-
Notifications
You must be signed in to change notification settings - Fork 3.6k
Closed
Labels
bugSomething isn't workingSomething isn't workingneeds triageWaiting to be triaged by maintainersWaiting to be triaged by maintainersver: 2.5.x
Description
Bug description
Hello! I’m new to training a model with PyTorch Lightning, and I’ve run into a bit of an issue— it seems like the model’s parameters aren’t updating at all.
To figure out what’s going on, I wrote a checker function and tested it with the 15-minute example from the official website, but it still shows that the parameters aren’t changing.
Could there be something off with my checker? I’m feeling a bit stuck and unsure of what to try next.
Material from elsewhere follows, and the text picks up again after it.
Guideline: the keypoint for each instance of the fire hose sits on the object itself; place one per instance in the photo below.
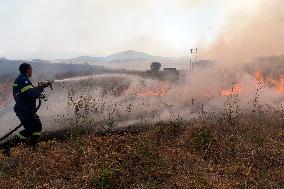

Any help would be greatly appreciated!
What version are you seeing the problem on?
v2.5
How to reproduce the bug
def compare_model_parameter_dicts(dict1, dict2):
"""
Compare two sets of named parameters from PyTorch nn.Module.
Args:
params1: First model's named_parameters() output (iterator of (name, param))
params2: Second model's named_parameters() output (iterator of (name, param))
"""
# Check if parameter names match
if set(dict1.keys()) != set(dict2.keys()):
print("Parameter name mismatch!")
print(f"Params1 names: {set(dict1.keys())}")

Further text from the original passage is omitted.